For this purpose, mv and cp work about the same as rsync or cpio. (They both use the NFS mount too.)
Copying lots of small files over an NFS mount slows your progress down to a crawl. I don't know how or why, but it's like there's a set minimum amount of time required to copy any given file, no matter how small. For instance: a single 1MB file might only take a few seconds to copy, but 1000 10-byte files (~10KB total) might take several minutes. I don't know why it happens, but I've seen it numerous times on several systems. (If anyone does know why, I'd like to hear about it.)
Last edited by WingnutOne; 07-28-2008 at 05:43 PM.
This is the way I would do it. Start on the machine you want the files to end up on.
ssh email@example.com "cd /original/directory; tar cf - ./" | tar xvf -
Since tar doesn't follow symbolic links by default, this should work the way you want. You may add other flags as you want... if both machines are fast and the link is slow... compression would be good (either pipe it through bzip2 or use the flags in tar)... I would discourage -p (preserve permissions) unless the user IDs are the same on both machines... if not, and you want to keep permissions, remember to change the owners and groups after moving the files.
Note: you can replace tar with cpio if that is your preferred method... using the same technique.
Edit: You can make this as complex as you want, using find/cpio/pax/bzip2 and pipes... you can actually manage some very complex selections using ssh like this.

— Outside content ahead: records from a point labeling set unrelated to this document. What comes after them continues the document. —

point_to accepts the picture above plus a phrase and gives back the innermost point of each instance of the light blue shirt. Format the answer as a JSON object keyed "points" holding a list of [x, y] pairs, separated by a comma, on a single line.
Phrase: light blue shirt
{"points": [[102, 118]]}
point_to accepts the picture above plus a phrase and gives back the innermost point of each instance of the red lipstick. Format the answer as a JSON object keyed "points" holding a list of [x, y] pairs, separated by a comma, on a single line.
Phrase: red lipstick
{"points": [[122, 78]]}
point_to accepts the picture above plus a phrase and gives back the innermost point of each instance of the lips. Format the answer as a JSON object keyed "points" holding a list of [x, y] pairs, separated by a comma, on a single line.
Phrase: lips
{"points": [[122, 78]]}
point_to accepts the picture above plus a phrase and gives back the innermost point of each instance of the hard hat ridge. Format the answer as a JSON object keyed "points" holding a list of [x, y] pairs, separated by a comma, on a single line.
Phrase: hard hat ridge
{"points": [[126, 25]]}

Yeah, I'd agree with frob23, create one big file to copy. Smaller files eat up resources when moving, copying, deleting, etc. You have to realize the drive has to read more blocks to get each inode info about each file, etc. A bunch of small files is a backup administrators worst nightmare. Take for example a 2TB database dump, I could backup the whole thing in a couple of hours. The same amount of data as small misc files could take a day or longer. Don't underestimate them cause they're small, bigger files are easier to deal with when it comes to filesystems.